An important consideration here is that this solution is intended to aid internal implementation caching, i.e. a "magic disk cache", which most desktop implementations of graphics APIs are expected to have.

For explicit application side caching mechanisms, larger cache sizes are reasonable and expected, but we are more constrained with internal caches. These should be as lean and mean as possible, but internal caches are also more "fuzzy" in nature. Spurious failure is okay, a "best effort" approach is suitable for this use case.

One could extend this idea to full PSO keys as well, but that is better left to other proposals.

Example use case

One scenario where this extension has been found to be particularly useful is D3D12 to Vulkan translation. The translation layers need to translate DXBC and DXIL code to SPIR-V, which is then translated to GPU ISA. SPIR-V to ISA translation is cached by Vulkan pipeline caches or in-driver caches, but the DXBC/DXIL → SPIR-V cache is not covered by the API.

We can store SPIR-V on-disk and reload that in response to a pipeline creation call, but the overhead of storing SPIR-V on disk, validating it, decompressing it, etc, is a significant overhead that can be avoided, with storage space being the most significant problem. If the final ISA is present in pipeline caches, we do not really need the SPIR-V at all.

We have observed >95% disk savings with this scenario, and this is transformative since it makes it practical to share this cache across different machines. This hypothetically allows an end-user to never observe shader compilation stutter or excessive load times on first run of a game.

Proposal

Querying identifier

After the application has converted a shader to SPIR-V and compiled a pipeline, vkGetShaderModuleIdentifierEXT is used to obtain a shader identifier. This identifier can be stored on-disk for later use. (vkGetShaderModuleCreateInfoIdentifierEXT can be used as an object-less alternative.) VkPhysicalDeviceShaderModuleIdentifierPropertiesEXT::shaderModuleIdentifierAlgorithmUUID is also needed so applications know if we need to throw away any caches using the identifier. This should only happen on different driver implementations. Different versions of the same driver are not expected to change hashing algorithms. For drivers sharing the same framework (e.g. Mesa), the module hashing algorithm could even be the same one.

To make the API friendly to applications, there is a small upper bound on how large an identifier may be, so that the identifiers can be retrieved without memory allocation.
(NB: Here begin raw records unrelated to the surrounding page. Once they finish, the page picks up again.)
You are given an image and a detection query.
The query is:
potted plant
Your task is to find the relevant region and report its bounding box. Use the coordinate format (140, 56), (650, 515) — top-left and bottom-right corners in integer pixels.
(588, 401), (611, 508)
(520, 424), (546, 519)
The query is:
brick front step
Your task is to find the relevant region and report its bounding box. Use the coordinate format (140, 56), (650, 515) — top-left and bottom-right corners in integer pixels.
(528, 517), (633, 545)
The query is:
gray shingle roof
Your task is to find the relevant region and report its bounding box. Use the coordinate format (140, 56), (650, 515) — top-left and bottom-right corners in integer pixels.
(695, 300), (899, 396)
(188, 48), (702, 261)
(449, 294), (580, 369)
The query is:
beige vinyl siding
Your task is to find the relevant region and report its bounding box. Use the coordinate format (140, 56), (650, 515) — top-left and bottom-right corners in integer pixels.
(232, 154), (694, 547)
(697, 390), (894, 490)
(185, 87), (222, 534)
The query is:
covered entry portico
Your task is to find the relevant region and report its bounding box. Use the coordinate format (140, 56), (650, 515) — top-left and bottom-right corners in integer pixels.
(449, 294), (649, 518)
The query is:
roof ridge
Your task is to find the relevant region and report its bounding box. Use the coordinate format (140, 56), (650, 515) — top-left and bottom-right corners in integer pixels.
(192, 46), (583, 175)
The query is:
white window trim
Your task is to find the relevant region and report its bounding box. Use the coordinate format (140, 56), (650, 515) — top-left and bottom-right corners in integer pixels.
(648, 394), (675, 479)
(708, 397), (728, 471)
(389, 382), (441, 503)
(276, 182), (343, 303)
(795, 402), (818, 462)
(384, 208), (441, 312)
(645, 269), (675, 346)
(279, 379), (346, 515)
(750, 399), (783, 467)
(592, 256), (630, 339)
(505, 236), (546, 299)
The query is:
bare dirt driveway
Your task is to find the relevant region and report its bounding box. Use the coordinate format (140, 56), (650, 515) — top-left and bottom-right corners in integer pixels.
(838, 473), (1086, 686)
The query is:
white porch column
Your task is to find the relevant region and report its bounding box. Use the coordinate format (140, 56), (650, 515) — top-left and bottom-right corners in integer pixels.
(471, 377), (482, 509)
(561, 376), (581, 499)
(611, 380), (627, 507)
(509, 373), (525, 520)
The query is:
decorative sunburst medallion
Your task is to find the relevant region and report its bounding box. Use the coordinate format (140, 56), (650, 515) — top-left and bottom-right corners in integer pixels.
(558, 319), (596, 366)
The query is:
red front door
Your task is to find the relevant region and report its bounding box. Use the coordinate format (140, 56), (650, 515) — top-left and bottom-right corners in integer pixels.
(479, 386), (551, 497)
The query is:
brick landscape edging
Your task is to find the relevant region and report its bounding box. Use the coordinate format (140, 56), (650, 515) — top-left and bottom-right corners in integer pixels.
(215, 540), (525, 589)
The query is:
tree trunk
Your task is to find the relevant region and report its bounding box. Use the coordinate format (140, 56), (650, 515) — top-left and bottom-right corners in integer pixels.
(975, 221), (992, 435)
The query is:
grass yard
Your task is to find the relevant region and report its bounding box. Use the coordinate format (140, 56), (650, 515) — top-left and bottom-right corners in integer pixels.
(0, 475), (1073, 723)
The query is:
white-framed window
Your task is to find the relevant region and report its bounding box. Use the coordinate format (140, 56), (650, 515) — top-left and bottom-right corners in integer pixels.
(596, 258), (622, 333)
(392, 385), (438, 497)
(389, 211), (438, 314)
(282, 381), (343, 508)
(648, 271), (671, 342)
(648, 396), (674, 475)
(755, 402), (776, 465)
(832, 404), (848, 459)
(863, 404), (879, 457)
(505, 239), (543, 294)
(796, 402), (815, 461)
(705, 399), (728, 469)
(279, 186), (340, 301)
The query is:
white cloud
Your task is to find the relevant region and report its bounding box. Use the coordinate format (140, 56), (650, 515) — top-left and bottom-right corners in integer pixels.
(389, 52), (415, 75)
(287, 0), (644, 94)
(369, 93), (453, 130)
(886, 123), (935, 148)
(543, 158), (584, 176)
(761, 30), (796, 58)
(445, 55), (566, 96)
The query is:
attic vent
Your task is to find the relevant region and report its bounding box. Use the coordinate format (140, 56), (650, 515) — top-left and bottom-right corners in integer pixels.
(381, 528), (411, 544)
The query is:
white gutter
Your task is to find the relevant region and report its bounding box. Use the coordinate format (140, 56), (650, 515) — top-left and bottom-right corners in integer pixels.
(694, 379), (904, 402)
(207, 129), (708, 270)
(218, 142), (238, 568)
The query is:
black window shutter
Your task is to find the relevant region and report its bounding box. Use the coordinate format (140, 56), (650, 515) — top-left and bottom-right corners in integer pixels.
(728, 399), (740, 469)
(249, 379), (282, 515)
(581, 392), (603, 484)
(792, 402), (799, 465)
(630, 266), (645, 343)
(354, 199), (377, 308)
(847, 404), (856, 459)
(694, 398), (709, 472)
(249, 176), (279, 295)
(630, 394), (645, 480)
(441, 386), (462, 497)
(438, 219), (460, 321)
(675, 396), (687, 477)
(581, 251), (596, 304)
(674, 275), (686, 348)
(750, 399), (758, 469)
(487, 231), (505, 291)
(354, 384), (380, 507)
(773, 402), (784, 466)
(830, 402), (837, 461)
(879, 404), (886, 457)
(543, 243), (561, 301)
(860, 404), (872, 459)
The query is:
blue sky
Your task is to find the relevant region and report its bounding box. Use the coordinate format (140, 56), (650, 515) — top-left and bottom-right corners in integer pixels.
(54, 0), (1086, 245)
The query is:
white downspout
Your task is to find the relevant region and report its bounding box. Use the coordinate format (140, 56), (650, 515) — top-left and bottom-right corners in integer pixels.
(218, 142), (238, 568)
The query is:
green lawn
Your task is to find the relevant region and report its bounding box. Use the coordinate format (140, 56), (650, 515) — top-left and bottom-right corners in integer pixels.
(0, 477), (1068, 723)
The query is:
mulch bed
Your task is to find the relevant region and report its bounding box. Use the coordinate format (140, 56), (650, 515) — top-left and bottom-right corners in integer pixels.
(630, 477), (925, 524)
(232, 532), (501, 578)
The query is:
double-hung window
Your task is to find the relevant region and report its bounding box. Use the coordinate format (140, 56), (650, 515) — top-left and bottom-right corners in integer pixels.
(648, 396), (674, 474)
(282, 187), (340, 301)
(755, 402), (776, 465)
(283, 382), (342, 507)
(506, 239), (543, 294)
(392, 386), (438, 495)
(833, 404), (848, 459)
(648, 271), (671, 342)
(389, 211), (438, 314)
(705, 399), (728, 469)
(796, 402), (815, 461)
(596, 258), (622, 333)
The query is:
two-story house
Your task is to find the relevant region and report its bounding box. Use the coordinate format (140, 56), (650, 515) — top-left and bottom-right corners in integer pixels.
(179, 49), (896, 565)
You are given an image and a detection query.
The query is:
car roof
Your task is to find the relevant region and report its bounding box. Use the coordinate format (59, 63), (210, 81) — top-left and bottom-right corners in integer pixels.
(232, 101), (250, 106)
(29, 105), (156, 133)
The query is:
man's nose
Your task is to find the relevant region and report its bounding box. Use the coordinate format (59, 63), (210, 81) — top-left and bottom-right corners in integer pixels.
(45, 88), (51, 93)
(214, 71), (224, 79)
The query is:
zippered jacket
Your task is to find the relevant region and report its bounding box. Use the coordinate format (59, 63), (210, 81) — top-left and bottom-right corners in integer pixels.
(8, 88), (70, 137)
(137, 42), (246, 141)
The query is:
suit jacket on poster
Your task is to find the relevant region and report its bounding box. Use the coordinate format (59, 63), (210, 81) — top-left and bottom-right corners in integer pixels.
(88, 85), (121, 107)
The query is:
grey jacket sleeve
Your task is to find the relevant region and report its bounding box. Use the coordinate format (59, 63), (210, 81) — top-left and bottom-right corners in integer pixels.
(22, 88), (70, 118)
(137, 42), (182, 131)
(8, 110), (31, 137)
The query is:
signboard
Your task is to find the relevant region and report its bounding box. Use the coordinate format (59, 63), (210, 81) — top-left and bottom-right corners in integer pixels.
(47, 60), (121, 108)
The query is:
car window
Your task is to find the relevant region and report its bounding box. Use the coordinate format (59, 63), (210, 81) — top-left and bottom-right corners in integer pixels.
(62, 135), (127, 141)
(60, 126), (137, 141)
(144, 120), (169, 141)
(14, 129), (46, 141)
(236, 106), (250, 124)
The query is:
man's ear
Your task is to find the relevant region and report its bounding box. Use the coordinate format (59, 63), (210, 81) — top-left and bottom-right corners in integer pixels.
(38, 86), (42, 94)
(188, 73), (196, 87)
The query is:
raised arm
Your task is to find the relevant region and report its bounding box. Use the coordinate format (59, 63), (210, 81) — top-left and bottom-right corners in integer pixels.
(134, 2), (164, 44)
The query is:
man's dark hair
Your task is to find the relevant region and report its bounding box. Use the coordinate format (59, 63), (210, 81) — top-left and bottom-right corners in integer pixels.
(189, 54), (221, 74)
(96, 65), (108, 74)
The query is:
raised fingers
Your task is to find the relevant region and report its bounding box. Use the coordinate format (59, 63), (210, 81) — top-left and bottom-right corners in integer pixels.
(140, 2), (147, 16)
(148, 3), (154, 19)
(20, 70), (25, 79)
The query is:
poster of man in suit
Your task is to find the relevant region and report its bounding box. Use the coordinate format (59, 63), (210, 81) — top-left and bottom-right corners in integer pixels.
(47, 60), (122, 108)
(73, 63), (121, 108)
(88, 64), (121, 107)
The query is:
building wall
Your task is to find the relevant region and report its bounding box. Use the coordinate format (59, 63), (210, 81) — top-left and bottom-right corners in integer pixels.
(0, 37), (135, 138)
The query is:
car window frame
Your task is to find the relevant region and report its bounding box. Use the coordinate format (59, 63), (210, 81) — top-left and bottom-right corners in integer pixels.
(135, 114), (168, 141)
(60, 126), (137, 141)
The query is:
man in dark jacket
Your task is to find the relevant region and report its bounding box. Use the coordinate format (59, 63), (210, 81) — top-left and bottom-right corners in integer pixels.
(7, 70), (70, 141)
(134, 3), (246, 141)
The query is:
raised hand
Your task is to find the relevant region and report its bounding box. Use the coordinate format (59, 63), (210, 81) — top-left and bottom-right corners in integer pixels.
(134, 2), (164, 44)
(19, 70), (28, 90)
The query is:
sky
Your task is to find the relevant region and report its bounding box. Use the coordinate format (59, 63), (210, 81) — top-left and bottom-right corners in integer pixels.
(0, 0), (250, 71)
`VK_NULL_HANDLE` module proxy

On subsequent runs of an application, we speculate that the driver caches (or VkPipelineCaches) are primed, and thus having SPIR-V is not useful anymore. We then set VkPipelineShaderStageCreateInfo::module to VK_NULL_HANDLE and chain in VkPipelineShaderStageModuleIdentifierCreateInfoEXT as a proxy. This allows a driver to generate the same internal PSO key that it would generate if we passed in actual SPIR-V. VK_PIPELINE_CREATE_FAIL_ON_COMPILE_REQUIRED_BIT must be set in this situation, since this is a speculative compile by definition.

Handling fallbacks

In a situation where we do not have the pipeline cached, we receive VK_PIPELINE_COMPILE_REQUIRED, and fall back to re-creating SPIR-V as usual.

Soft guarantees of successfully compiling pipelines

The proposal as-is states that implementations may fail compilation for any reason. This is a defensive measure to make it possible for this extension to interoperate with layers, validation, debug tooling, etc., without too many problems. In most such layers, there is a need to parse the SPIR-V itself to figure out information required for correct operation. While the ICD might recognize an identifier, a layer might not, and therefore they might need the escape hatch where they can spuriously fail compilation.
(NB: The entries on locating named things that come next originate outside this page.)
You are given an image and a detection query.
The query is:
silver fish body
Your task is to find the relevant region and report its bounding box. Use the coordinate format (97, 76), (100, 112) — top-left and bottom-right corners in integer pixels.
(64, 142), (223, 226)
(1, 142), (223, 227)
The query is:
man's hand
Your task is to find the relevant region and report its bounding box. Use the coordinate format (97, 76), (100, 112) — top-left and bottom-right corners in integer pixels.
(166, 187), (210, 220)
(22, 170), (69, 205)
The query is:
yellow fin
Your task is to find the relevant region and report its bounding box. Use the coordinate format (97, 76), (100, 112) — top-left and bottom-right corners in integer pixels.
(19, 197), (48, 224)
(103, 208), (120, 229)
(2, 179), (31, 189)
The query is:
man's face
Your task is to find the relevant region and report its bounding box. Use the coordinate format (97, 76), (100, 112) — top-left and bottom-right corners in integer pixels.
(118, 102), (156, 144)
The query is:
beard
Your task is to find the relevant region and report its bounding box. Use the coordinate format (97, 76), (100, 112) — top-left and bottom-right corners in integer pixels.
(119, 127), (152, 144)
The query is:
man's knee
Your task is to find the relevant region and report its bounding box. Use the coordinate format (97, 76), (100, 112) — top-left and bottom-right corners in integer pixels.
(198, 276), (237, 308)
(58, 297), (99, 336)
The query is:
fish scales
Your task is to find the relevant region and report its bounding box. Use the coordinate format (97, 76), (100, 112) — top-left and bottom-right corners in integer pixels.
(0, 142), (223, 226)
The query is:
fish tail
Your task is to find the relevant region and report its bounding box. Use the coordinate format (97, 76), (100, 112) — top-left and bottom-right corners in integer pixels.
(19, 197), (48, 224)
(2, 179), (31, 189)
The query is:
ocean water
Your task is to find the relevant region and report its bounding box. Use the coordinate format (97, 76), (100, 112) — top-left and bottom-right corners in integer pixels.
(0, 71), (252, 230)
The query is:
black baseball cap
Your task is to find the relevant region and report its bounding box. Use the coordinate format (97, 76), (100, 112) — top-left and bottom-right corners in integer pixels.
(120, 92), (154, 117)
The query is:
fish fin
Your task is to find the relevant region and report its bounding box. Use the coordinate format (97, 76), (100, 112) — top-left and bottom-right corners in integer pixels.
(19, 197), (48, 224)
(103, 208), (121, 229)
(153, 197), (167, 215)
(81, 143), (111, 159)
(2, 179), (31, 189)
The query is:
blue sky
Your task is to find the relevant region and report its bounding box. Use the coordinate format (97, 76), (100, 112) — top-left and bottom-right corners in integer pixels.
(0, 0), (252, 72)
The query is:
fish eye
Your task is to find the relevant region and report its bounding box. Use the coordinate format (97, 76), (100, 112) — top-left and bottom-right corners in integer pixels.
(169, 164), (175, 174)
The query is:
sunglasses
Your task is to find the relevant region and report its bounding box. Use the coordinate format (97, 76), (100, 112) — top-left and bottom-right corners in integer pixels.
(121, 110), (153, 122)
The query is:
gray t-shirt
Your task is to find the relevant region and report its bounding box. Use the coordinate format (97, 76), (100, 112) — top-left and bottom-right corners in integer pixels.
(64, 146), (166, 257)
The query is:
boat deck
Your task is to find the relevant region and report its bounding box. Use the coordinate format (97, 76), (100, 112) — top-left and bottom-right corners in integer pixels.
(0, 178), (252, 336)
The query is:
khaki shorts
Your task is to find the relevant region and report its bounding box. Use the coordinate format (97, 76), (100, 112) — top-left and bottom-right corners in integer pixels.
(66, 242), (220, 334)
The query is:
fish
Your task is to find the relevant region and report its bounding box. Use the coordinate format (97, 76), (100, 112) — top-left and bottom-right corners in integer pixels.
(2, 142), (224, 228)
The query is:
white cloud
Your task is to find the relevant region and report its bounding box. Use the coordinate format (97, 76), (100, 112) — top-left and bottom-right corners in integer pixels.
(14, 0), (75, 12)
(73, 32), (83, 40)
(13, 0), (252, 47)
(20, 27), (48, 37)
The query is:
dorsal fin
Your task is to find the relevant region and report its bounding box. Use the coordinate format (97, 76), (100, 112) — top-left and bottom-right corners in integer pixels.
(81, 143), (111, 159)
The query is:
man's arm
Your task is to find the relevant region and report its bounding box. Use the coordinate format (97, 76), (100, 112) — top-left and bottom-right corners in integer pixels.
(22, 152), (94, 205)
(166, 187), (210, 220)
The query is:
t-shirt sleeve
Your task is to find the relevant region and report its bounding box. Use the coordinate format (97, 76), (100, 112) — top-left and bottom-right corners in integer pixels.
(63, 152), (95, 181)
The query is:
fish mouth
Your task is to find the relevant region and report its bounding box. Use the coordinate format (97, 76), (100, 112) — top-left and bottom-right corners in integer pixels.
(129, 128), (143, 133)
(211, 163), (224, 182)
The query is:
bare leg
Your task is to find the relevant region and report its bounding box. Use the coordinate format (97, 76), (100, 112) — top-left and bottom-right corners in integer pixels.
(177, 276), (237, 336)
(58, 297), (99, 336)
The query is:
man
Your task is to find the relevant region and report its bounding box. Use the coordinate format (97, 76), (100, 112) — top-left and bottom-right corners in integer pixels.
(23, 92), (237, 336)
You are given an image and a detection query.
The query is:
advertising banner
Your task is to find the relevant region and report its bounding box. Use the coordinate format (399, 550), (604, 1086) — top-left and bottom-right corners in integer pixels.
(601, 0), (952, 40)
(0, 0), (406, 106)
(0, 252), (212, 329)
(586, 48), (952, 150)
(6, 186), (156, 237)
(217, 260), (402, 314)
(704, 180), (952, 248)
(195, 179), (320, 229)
This effectively makes the spec somewhat vague, and it becomes a quality-of-implementation issue on what ICDs do. This is not different from what implementations already do either way. After all, you may or may not have a PSO in disk cache and that is okay.

Issues

Should applications be allowed to specify their own shader module identifier?

NO.

It is plausible that applications might want to generate their own keys instead of using driver-generated keys. For this to be useful, an application will need to generate a key which depends on input data/shaders, the revision of the code which performs runtime conversion to SPIR-V, and potentially, the driver kind or any configuration options which affect shader conversion. A typical problem which comes up when doing forward hashing like this is that hashes can change for every revision of the application, even if the resulting SPIR-V ends up being identical. This will easily contribute to pipeline cache bloat, since the exact same pipelines might end up in cache with different hashes. Implementations can be defensive about this and introduce extra identifier indirections, e.g. have an extra hashmap for application identifier to driver identifier, but ideally, this extension should not introduce extra implementation complexity to support it well.

Applications could also hash the resulting SPIR-V and ensure non-duplicated identifiers this way, but this is not meaningfully different from just using the driver identifier, and also avoids added implementation complexity.

How does this interact with VK_KHR_ray_tracing_pipeline, VK_KHR_pipeline_library and VK_EXT_graphics_pipeline_library?

SUPPORTED.

When using pipeline libraries, there are two scenarios where pipeline creation can fail if we only have an identifier, at creation time of the library, and the consumption of that library.

There are at least three possibilities an implementation could consider when building libraries and consuming them:

Generate final code when creating library, link step is trivial. Ray tracing pipeline libraries may be implemented like this.
Generate code when creating library, but allow link-time optimization for later. Graphics pipeline libraries is a common case here.
Just retain a reference to the shader module, perform actual compilation during linking. Another strategy for ray tracing libraries.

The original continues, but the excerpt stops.